Bu söylediklerimizi kanıtlayan veriler ise bizzat resmi kurumlardan geldi.
Açıklanan kurumlar vergisi rakamlarına göre en çok kurumlar vergisi ödeyen şirketler arasında ilk on içinde sekiz banka var: Ziraat Bankası,
Merkez Bankası, Garanti Bankası, Akbank, İş Bankası, Vakıflar Bankası, Yapı Kredi Bankası, Halk Bankası?
Yani Türkiye'de "üretim yapanlar, sanayi çarklarını döndürenler, ihracat yapanlar" değil paradan para kazananlar, faizle oynayanlar ekonominin büyük aktörleri.
Üstelik 'faize karşı olduklarını' ilan eden bir iktidar döneminde karşımıza çıkıyor bir tablo.

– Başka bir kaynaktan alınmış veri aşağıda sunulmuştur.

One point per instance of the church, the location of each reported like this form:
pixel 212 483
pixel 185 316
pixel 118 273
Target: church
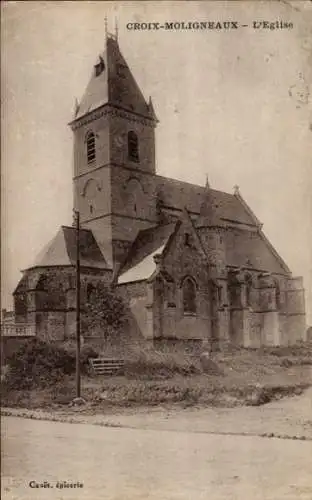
pixel 191 263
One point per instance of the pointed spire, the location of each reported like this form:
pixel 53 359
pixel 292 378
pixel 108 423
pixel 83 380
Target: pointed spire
pixel 76 107
pixel 151 108
pixel 208 216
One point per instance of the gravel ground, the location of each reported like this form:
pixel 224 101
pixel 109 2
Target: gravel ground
pixel 286 418
pixel 136 464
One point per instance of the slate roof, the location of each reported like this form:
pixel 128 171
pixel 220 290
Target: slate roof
pixel 61 250
pixel 114 84
pixel 140 263
pixel 254 251
pixel 176 194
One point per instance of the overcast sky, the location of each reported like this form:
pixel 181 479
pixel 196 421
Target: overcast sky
pixel 235 105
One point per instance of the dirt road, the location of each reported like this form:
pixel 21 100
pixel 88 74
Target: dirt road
pixel 145 464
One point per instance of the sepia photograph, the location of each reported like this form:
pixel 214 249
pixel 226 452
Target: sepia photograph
pixel 156 265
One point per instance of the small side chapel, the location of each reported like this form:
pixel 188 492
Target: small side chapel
pixel 192 263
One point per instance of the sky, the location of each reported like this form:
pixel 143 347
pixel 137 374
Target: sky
pixel 235 105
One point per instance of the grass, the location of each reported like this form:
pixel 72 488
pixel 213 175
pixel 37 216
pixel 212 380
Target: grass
pixel 239 377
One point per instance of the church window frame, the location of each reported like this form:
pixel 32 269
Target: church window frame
pixel 90 146
pixel 189 296
pixel 133 146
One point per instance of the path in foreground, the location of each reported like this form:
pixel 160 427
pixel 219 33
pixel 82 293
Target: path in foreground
pixel 132 464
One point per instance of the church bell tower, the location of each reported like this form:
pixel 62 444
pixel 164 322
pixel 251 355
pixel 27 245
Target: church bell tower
pixel 114 155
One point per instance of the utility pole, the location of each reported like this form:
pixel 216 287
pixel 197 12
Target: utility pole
pixel 78 378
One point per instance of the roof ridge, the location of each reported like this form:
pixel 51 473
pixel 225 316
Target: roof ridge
pixel 192 184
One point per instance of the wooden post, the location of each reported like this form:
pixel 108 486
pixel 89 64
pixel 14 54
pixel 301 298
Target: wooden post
pixel 78 377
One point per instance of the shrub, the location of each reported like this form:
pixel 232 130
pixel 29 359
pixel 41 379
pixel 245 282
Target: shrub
pixel 152 363
pixel 38 363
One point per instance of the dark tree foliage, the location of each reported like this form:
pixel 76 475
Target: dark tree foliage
pixel 104 312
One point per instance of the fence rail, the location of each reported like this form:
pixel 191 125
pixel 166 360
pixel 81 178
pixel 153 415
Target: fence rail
pixel 107 366
pixel 18 330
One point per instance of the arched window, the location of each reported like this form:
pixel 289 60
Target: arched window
pixel 90 147
pixel 277 295
pixel 133 146
pixel 189 296
pixel 90 290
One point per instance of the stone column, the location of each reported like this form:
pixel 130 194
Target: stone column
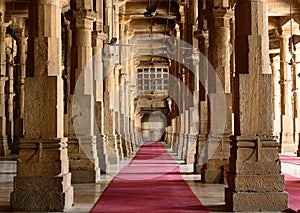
pixel 109 127
pixel 276 95
pixel 218 20
pixel 286 134
pixel 296 97
pixel 19 85
pixel 202 35
pixel 10 94
pixel 43 165
pixel 98 38
pixel 3 137
pixel 84 162
pixel 255 182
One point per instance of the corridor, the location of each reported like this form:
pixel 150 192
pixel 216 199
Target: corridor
pixel 87 195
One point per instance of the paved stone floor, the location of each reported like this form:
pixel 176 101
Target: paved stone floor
pixel 211 195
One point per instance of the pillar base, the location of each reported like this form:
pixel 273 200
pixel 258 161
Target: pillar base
pixel 287 143
pixel 213 172
pixel 191 149
pixel 16 146
pixel 255 182
pixel 42 194
pixel 4 150
pixel 102 153
pixel 112 150
pixel 256 202
pixel 180 145
pixel 84 168
pixel 199 155
pixel 43 182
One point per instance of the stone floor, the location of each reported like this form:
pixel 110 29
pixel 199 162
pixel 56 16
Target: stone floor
pixel 211 195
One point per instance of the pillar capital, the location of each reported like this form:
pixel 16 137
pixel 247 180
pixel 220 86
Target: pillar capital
pixel 99 35
pixel 81 14
pixel 59 3
pixel 199 34
pixel 220 12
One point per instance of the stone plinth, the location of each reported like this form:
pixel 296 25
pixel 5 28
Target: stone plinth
pixel 83 160
pixel 112 149
pixel 255 182
pixel 102 153
pixel 216 157
pixel 43 182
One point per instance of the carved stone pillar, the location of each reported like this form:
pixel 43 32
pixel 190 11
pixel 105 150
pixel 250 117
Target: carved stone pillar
pixel 19 81
pixel 3 137
pixel 218 20
pixel 98 38
pixel 296 98
pixel 84 162
pixel 255 182
pixel 43 165
pixel 286 134
pixel 109 127
pixel 276 95
pixel 10 95
pixel 202 35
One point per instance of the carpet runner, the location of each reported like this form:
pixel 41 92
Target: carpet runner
pixel 150 183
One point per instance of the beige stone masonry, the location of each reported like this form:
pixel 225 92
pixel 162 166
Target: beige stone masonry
pixel 84 162
pixel 43 164
pixel 252 186
pixel 218 20
pixel 19 83
pixel 3 78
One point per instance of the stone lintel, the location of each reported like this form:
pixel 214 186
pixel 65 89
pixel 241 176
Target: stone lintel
pixel 46 143
pixel 256 202
pixel 251 141
pixel 219 12
pixel 256 183
pixel 200 34
pixel 78 15
pixel 42 194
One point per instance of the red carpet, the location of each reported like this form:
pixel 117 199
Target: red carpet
pixel 290 159
pixel 150 183
pixel 292 186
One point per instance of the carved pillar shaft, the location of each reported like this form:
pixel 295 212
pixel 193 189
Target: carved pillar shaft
pixel 43 165
pixel 296 98
pixel 84 162
pixel 286 132
pixel 276 95
pixel 10 96
pixel 3 138
pixel 254 179
pixel 20 89
pixel 218 21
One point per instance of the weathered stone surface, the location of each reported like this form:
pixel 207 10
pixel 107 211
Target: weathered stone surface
pixel 256 183
pixel 256 202
pixel 29 193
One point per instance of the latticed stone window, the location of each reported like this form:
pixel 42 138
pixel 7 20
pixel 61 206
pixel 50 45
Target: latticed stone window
pixel 153 78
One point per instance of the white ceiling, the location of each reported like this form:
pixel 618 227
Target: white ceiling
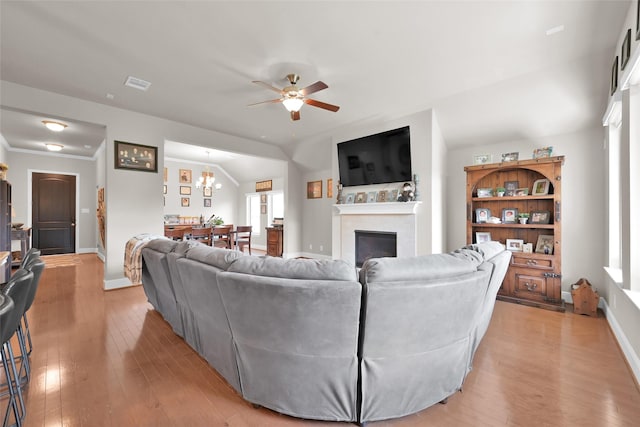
pixel 487 67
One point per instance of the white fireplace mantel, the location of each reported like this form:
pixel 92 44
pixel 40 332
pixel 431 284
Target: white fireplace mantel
pixel 386 208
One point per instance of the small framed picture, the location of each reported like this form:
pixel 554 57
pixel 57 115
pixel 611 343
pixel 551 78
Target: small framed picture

Cumhurbaşkanı Erdoğan'ın birkaç gün önce yaptığı konuşmada bankalara şöyle sesleniyor: "Konut alımlarında faiz oranlarını yıllık şöyle yüzde 9'a doğru çekiverin. Ya kaybetmezsiniz ya. Olmaz ya bu zulümdür, zulüm. Konut alımlarında özellikle devlet ve özel sektör bankaları lütfen şu faiz oranlarını yıllık şöyle yüzde 9'a doğru çekin, sürümden kazanın."

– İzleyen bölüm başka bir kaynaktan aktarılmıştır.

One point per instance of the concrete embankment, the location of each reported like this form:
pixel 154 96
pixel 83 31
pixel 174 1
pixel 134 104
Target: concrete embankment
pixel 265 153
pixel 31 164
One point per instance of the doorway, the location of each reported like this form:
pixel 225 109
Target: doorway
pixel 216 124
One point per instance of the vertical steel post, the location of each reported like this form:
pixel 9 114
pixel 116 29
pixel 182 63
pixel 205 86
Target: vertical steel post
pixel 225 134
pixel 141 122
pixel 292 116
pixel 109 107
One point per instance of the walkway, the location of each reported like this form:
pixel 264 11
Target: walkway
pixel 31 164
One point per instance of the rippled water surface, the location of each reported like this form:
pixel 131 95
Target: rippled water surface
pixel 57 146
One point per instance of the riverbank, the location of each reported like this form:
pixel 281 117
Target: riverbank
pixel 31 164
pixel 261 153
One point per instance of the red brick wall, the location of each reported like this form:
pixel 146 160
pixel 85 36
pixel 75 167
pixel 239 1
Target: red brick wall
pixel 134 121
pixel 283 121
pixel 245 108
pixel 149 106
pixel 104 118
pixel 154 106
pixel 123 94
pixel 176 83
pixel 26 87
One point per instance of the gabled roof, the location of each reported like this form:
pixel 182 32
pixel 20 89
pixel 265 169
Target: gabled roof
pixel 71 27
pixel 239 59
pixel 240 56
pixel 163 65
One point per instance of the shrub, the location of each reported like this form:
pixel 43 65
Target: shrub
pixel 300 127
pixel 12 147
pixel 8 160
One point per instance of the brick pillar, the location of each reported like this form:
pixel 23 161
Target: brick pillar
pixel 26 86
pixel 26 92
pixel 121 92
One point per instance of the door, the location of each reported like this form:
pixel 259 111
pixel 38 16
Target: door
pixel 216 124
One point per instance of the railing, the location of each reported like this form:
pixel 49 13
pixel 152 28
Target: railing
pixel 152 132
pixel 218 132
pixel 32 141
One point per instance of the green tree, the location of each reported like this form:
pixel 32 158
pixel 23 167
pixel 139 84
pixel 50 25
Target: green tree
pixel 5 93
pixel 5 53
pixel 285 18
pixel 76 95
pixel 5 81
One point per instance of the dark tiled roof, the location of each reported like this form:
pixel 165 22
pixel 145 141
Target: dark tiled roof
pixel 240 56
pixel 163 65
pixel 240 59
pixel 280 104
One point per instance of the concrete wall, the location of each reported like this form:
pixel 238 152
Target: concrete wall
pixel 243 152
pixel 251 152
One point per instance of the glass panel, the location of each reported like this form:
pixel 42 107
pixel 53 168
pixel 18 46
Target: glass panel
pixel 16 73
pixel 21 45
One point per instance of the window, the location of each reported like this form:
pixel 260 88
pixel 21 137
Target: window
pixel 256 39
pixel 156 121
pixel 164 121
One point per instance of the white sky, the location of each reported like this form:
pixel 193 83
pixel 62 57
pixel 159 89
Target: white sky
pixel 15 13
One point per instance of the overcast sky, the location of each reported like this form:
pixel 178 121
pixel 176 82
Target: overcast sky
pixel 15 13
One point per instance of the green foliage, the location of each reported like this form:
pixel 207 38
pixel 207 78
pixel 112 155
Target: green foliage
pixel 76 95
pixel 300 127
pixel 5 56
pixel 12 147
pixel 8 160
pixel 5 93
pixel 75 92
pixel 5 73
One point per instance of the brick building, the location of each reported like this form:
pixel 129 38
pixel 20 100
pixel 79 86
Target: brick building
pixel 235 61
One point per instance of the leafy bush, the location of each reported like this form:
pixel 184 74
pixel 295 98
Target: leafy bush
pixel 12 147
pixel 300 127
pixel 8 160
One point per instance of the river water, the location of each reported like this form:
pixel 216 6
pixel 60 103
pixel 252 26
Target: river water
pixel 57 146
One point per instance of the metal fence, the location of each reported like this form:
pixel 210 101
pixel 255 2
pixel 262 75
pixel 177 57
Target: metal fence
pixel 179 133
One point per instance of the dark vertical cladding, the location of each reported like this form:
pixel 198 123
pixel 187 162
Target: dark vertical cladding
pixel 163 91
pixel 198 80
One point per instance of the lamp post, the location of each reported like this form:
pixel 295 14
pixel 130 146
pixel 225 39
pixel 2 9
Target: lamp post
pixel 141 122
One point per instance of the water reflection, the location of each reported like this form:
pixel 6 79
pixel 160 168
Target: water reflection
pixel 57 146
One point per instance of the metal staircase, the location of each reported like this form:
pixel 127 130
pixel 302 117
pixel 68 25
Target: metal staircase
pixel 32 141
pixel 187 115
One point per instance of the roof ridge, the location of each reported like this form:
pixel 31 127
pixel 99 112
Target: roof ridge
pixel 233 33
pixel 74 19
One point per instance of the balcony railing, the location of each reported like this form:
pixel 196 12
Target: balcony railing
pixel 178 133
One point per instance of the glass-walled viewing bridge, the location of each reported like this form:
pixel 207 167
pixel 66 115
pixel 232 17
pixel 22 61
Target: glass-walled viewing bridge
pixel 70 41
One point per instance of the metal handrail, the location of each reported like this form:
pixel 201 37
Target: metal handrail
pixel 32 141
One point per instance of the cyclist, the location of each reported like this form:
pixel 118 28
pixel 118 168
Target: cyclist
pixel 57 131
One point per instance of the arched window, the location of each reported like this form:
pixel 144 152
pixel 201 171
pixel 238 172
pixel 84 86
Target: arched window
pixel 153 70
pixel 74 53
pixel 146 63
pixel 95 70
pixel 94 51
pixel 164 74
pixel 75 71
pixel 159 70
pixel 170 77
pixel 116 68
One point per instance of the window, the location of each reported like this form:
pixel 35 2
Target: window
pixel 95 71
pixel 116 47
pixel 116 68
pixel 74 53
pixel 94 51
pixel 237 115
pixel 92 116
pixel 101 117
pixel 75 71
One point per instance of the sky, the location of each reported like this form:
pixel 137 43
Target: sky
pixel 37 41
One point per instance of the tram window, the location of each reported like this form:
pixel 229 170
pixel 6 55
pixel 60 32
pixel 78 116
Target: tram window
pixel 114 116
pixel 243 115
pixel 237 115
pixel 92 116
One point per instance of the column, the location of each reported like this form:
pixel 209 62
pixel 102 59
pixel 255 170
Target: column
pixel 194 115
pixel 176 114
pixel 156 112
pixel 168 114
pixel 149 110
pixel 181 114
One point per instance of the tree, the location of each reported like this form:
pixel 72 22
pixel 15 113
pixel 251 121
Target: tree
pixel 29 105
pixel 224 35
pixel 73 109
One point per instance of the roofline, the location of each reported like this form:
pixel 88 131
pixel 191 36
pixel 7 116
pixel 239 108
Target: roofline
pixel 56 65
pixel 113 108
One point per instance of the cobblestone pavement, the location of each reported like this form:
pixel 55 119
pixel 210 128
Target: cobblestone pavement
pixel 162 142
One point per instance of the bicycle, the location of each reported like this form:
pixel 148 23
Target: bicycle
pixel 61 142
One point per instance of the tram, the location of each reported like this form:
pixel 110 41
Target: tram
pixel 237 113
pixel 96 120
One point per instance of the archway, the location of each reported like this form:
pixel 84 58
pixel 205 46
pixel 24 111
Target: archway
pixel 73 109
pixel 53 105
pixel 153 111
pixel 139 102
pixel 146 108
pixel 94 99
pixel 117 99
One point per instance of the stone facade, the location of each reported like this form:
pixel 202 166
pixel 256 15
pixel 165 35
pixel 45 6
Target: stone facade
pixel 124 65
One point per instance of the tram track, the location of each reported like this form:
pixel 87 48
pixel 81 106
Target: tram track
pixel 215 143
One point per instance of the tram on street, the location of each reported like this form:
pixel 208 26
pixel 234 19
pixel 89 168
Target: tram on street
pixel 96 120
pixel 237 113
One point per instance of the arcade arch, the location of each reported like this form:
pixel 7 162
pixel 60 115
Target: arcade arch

Erdoğan'ın bu çağrısı aslında ekonominin nasıl bankacılık sektörüne bağımlı hale geldiğinin de ispatı. Ancak zulüm olan faizin yüksekliği değil, faizin bizzat kendisi. Yani faizleri düşürerek sadece konut sektörünün canlanmasına yönelik bir mali politika yerine bütün Türkiye'yi ve üretim alanlarını kuşatan, faizsiz, devlet destekli bir ekonomi seferberliğini devreye koymak şarttır diye düşünüyorum.
Bunun bütün şifrelerini ise Prof. Dr.
Haydar Baş'ın
Milli Ekonomi Modeli'nde görmek mümkün.